Untapped The Scramble For Africa's Oil by John Ghazvinian is the story of the recent rush to develop Africa's oil. It is the story of John Ghazvinian's travels through twelve countries in African and firsthand observations on how oil development is affecting many countries in Africa. We get accounts on Nigeria including the Niger Delta, Chad, Gabon, Equatorial Guinea, the Congo, Sudan, Sao Tome, and Cameroon. The author speaks directly to government officials, NGOs, company representatives, and local people.
This story is a muckraking expose of corruption, crime, underdevelopment, and grinding poverty. It describes the "Dutch Disease", a process where oil becomes the major export, and local manufacturing and agricultural industires collapse as the upper classes become awash in foreign currency from the oil fields.
The next stage is when oil becomes the major source of revenue. The state becomes the central source of revenue not local business. This often leads to the state not paying attention to local sources of tax revenue and losing focus on building things like roads, schools, and infrastructure. Control of the state becomes the major source of revenue. In Equatorial Guinea one family holds most of the high government positions and thus control of most of the wealth in the country. Thus whoever happens to be in control of the government is in control of the major source of wealth.
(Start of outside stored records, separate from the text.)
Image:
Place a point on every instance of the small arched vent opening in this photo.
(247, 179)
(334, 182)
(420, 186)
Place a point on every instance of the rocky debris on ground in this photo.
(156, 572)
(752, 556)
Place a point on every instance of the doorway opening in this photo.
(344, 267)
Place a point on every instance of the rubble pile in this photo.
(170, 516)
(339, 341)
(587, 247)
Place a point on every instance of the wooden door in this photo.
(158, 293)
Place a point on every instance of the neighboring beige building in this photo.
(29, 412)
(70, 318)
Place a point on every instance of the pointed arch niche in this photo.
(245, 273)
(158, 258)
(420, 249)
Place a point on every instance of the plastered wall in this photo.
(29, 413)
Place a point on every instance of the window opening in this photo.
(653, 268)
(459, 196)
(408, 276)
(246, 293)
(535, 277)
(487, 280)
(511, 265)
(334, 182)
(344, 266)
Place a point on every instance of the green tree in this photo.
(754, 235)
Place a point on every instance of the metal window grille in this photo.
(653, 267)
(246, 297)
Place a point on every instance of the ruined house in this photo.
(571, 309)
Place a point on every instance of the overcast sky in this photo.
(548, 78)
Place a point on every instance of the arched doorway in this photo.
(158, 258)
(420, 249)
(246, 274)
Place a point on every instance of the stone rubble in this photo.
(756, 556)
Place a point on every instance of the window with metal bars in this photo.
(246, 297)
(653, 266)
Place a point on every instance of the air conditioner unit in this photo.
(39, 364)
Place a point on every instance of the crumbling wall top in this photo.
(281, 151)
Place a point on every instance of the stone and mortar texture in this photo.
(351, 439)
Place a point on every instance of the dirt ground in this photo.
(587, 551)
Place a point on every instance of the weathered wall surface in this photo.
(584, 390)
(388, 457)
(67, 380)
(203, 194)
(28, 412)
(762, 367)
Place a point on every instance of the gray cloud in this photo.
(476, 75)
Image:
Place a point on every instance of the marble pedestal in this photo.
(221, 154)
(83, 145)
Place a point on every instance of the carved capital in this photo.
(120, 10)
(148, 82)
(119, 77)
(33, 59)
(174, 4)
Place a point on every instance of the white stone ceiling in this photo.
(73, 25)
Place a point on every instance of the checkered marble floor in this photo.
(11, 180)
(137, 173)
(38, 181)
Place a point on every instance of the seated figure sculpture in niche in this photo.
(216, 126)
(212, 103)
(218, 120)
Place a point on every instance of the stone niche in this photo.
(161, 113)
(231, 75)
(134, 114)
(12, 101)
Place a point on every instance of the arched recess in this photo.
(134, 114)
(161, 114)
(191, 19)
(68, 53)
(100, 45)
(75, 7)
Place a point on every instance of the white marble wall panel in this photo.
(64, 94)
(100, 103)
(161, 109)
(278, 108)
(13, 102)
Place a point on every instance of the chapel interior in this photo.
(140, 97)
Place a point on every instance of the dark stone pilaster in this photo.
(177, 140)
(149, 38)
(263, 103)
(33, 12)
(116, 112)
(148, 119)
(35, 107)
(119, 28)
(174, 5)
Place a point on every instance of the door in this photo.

This process is described firsthand with visits to the Niger Delta where local people have turned to banditry tapping the pipelines illegally and selling oil on the black market, a self-contained walled Exxon-Mobile city with armed guards in Chad, talking to politicians in Sao Tome, and many other first hand accounts.
We also get to see the international scramble for oil in Africa. The Middle East is viewed by many countries as an unstable source of oil. The European Union, China, India, Australia, the United States, and Indonesia are all in the scramble to get the oil concessions first. Many of the multinationals are trying to get concessions offshore so they do not have to deal with ethnic conflict, war, and sabotage onshore. I found the story of how China is approaching African nations to acquire oil to be surprising. Apparently, China is making big inroads in Africa with very long term promises for development aid in return for oil.
This book definitely has an anti-globalist slant to it. It also seems to be left leaning. The book is muckraking in the tradition of Upton Sinclair. However, it is not meant to be a fictionalized account. The author has a list of suggested reading on Pp. 302--306. These are mainly books and reports. An interesting thing which reflects throughout the book is that his suggested reading is international in scope. There are books and reports in the recommended reading list printed in Lisbon, Paris, Brussels, London, New York, and Washington D.C. Most of the books are still english, a few are French and Portuguese.
I enjoyed the book. It is an interesting story about an important subject. The authors interviews sound real, but you can never tell completely. John Ghazvinian has written for Newsweek and Nation so he is a reputable author. One thing which is missing from the book is pictures. It would have been nice to see a few of them.
3 comments:
This book I think can help get the word out about what's happening in terms of how much oil can be a countries boon or burden.
That login part is a crucial one, before you do the drops.
Sorry, I got distracted while I was writing. I got back to the review though and finished it. Thanks for looking, dave.